The dishonesty of SB 959 begins at the beginning, in the title: “An act to protect the children who are most vulnerable by clarifying the public policy of the state of Arkansas regarding the placement of children with an adoptive or foster parent … ”

SB 959 is not intended to protect vulnerable children, except perhaps incidentally. The main purpose of the bill is to force the prejudices and religious beliefs of certain adults onto everyone else, children included. It’s a particularly nasty form of elitism, and, as the real advocates for children have pointed out, it will shrink the pool of potentially good parents for foster and adoptive children. It’s more deprivation than protection.


The bill says that homosexuals and couples living and having sex together without marriage cannot adopt children nor serve as foster parents. But there is no credible evidence that homosexuals or unmarried heterosexuals make poorer parents than others. SB 959 implicitly acknowledges as much. Bills often include clauses ostensibly explaining why the bill is needed, the sponsors grabbing hold of anything that looks like a fact if it might support their position. The sponsor of SB 959 didn’t even make the effort.

SB 959 will have a harmful effect even on kids who aren’t foster or adoptive children, by telling them that it’s permissible to arbitrarily discriminate against those who are different from us. Americans have shed buckets of blood, sweat and tears to refute that proposition.


Let freedom ring

Is it gays or blacks who are the first target of bigots? Close call.

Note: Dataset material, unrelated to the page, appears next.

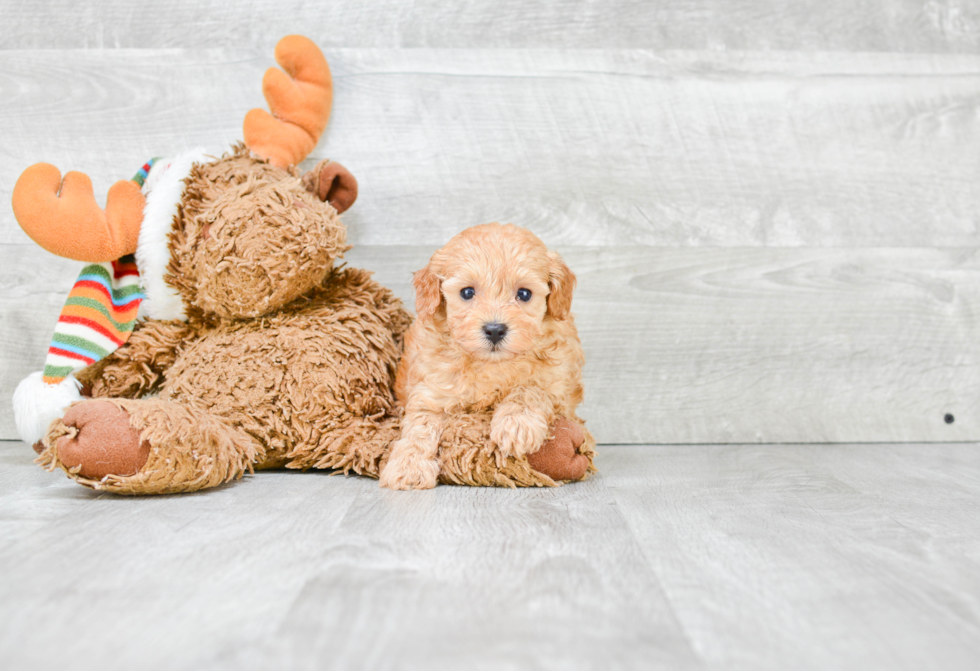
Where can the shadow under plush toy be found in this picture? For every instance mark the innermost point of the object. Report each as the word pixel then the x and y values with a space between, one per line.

The Republican Caucus in the legislature supports a bill that would require voters to show photo identification or sign a written form and vote a “provisional” ballot. The bill (HB 2120) is intended to intimidate black voters, who are justifiably suspicious of new government limitations on their right to vote. They were effectively denied that right for years.

All over America, Republicans try to run off black voters. It was a key part of their strategy for stealing the Florida presidential election in 2004. Rep. Steve Harrelson, D-Texarkana, makes the case against HB 2120 succinctly and effectively: “To me, voting is one of the last free things we can do here in this country. Anytime we want to place restrictions on Americans’ ability to vote, I have huge concerns with it.”


Unlike Harrelson, some people are confused about what “democracy” means. It doesn’t mean invading other countries. It means not harassing potential voters in our own.